Editor's note: Following the National Bureau of Statistics report on Monday about China's economic performance in the first half of the year, Premier Li Keqiang held a meeting to exchange views with some of the nation's leading economists and business leaders. Several other forums were also held to review the state of the economy.
Many issues were touched upon. For instance, in comparison with the near double-digit growth rate of China's GDP two years ago, is the economy growing too slowly? And in contrast with the short-term need to prevent growth from falling too low, are there some more dangerous long-term problems to tackle?
The following are the opinions from some thought leaders that China Daily collected from those forums.

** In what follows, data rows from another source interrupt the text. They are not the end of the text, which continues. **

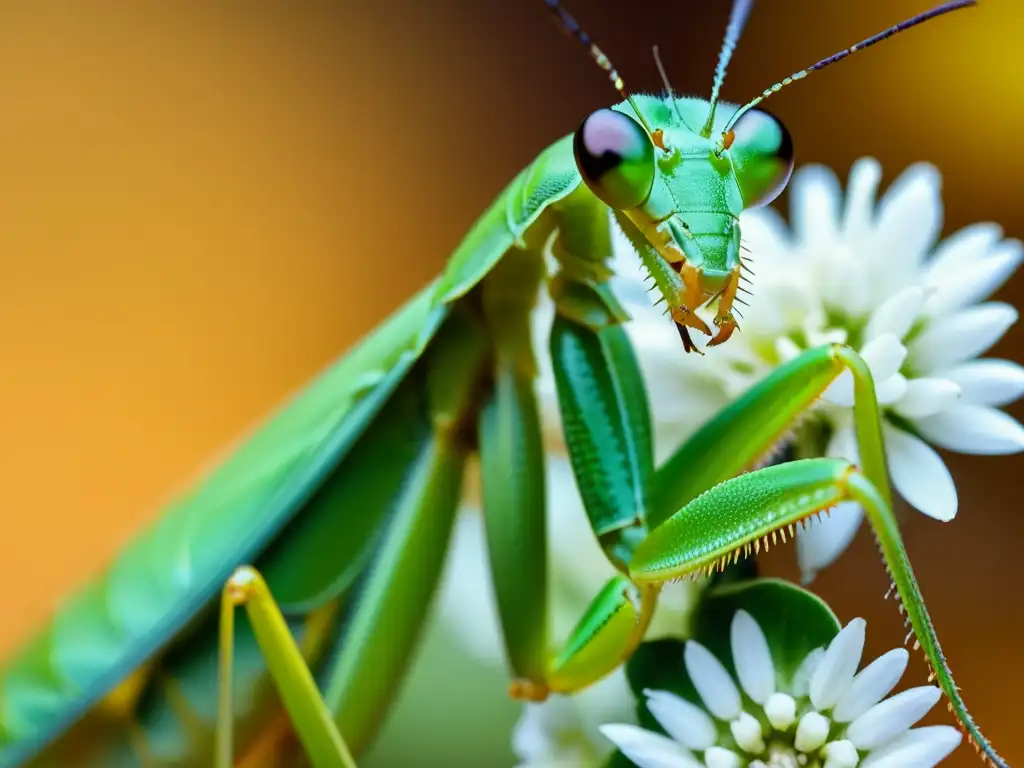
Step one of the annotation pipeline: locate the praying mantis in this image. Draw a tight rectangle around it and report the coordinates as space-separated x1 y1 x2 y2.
0 0 1010 766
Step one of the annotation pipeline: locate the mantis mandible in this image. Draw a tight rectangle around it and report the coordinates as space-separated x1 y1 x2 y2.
0 1 1008 767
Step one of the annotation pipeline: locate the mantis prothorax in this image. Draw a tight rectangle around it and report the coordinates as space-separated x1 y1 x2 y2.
0 2 1007 767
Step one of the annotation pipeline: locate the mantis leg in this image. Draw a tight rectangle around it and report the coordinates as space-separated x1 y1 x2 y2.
627 346 1006 768
706 265 741 347
215 566 356 768
629 458 1006 768
531 345 885 699
477 247 551 701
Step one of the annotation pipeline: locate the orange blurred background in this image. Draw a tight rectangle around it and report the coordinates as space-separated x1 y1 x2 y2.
0 1 1021 765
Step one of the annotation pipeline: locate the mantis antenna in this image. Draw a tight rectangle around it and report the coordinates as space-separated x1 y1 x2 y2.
653 45 696 133
723 0 978 134
541 0 659 139
701 0 755 137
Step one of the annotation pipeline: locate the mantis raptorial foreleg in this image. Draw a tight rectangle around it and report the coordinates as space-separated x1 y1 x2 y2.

Aggressive stimulus to blame for slowdown
He Keng former director of the National Bureau of Statistics
To continually step up fiscal expenditure and largely boost investment to maintain growth will no longer be a wise prescription as China's economy is facing headwinds, said a government policy adviser on Tuesday at a forum hosted by the China Center of International Economic Exchanges, a government think tank.

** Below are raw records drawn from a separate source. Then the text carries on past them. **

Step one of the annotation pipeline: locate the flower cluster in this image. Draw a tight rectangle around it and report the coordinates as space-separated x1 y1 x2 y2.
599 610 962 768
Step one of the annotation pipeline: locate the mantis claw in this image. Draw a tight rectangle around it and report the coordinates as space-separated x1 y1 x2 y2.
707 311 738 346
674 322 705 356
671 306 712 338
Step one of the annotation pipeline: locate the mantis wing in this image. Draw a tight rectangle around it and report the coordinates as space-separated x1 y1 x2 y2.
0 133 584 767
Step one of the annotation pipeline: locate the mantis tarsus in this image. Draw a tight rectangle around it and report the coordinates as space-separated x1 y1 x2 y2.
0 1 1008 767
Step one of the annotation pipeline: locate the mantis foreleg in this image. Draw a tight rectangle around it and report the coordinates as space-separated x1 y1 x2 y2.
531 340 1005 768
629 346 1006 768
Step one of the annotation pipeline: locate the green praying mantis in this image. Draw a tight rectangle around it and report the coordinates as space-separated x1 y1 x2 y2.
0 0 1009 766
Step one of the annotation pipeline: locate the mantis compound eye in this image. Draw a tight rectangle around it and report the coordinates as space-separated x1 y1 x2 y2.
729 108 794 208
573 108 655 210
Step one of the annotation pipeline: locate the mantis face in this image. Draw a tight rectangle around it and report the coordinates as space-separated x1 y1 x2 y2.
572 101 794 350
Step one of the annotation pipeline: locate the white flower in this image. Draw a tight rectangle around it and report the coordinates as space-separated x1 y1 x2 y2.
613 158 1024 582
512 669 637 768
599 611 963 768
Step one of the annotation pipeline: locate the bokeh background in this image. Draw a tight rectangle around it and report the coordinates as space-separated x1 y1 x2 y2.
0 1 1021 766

The over-dependence on investment during the last few years led to excessive production capacity and cumulative financial risks, threatening economic growth for a relatively long period, said He Keng, former director of the National Bureau of Statistics.
He described China's second-quarter GDP growth as "stable", and said that the country will not likely see a "hard landing", but that the downside risks cannot be removed in the short run.
On Monday, the NBS said that China's GDP grew 7.5 percent in the April-to-June period.
"The key problem of the decelerated growth is that both domestic and outside demand is lackluster, which is weakening economic development," He said.
He blamed the deepening imbalance of the world's second-largest economy on the aggressive stimulus program of 4 trillion yuan ($645 billion) started in 2008, which he called a "Keynesian-style policy".
"To some extent, (the stimulus package) has destroyed the structure of the national income's primary distribution and depressed the final consumption rate. As wages shrink, domestic demand is getting weaker."
The final consumption rate is the consumption-to-GDP ratio, an important indicator to gauge the health of the country's economic structure.
In the first half, consumption contributed 45.2 percent to the country's GDP, or 3.4 percentage points of the 7.6 percent year-on-year GDP growth. Investment, the biggest driver, contributed 53.9 percent to GDP growth, or 4.1 percentage points, according to the NBS.